Comedy is an opportunity to say out loud - to scream!!! - everything that you see that is wrong with the world.  When i saw Ricky Gervais a while back, he talked about growing up in a funny family (i, too, was raised in a funny family).  He said there was one rule when he was growing up... that was, "if you think of something funny to say, you must say it."

05 February 2018

John Cusack - AIROAPG

I went last night to see Say Anything in a public venue with (i'm gonna say...) 1000 (300?, i'm really bad at estimating) people.  I've never been one to choose favorites, but the oeuvre of John Cusack's is something worth celebrating.  It doesn't mean that everything he's in or has made is amazing, or even great or even good...

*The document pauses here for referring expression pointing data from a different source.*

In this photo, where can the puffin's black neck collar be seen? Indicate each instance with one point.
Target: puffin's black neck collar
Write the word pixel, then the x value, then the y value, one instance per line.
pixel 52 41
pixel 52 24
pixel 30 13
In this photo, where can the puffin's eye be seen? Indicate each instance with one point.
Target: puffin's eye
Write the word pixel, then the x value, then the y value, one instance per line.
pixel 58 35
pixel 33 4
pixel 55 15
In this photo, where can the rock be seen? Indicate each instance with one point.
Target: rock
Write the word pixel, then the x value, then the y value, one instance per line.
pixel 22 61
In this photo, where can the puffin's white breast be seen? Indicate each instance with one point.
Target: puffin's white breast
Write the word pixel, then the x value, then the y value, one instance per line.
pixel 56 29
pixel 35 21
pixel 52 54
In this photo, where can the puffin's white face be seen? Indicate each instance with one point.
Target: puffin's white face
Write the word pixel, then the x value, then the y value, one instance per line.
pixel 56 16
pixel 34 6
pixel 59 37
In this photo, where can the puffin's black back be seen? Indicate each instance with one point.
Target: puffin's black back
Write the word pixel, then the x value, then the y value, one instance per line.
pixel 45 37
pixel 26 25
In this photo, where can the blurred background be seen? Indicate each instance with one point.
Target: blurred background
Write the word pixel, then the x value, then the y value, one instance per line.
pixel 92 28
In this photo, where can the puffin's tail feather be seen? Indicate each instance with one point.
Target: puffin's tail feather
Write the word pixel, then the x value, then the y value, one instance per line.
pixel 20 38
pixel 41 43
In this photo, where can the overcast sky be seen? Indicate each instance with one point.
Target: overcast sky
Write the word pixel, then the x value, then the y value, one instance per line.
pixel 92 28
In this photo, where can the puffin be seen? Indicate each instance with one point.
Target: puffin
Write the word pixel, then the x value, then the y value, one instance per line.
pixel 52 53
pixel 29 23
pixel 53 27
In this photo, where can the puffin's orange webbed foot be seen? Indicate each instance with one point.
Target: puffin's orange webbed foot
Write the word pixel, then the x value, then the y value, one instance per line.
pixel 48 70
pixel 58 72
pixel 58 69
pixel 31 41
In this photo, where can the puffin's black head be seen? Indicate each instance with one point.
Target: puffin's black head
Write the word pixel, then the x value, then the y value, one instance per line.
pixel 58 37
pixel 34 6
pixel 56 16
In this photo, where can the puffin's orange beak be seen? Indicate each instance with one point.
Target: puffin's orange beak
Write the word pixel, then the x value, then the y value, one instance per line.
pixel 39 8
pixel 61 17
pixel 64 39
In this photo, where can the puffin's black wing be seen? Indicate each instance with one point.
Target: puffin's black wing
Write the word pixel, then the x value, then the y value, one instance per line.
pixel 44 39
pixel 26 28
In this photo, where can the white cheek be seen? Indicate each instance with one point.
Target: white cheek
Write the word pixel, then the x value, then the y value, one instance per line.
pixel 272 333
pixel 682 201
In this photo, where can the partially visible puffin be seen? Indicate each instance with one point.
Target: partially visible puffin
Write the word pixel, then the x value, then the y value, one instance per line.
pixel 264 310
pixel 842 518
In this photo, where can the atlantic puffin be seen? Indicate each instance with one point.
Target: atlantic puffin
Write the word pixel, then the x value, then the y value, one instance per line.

JC said something interesting in the "A Conversation with John Cusack" following the screening.  Tiffany Ogle had the unenviable job of trying to provoke JC into conversation, which he didn't seem inclined to join.  Ogle was asking some fairly banal questions around favorite memories or behind the scene stories of film making.  JC said 2 things that were a bit interesting - that he liked "anything that had worked" and comparing successful film making to a batting average in baseball.

We live in such a quick to sneer culture (a good example was the balcony of the post-Say Anything crowd), and even though film making technologies are less expensive than ever, the risk-taking in film making is at an all-time low.  JC's point was, I think (he needed a lot of interpreting, as he didn't seem inclined to elaborate much at all), that many films made in earlier days would not be made in today's environment.  The larger point was essentially that bad movies - which is to say movies that fail to do something interesting - should be made and the makers and the actors ought not be blamed for doing something that doesn't pull it off.

The act of art-making ought to be a risky proposition.  If you're sure something is going to be a hit, it's probably not that interesting.  Putting something out in the world should be scary - are they going to like it, hate it, get it?

And so, herewith I bestow a new label to my blog - the first in quite a long time - #AIROAPG.  For the name, I owe a debt to Benjamin Katz.  In the comments of this post, will be a retrospective of the complete works of John Cusack.  I've seen many of them previously, of course, perhaps almost all of them, but a fresh viewing seems worthwhile.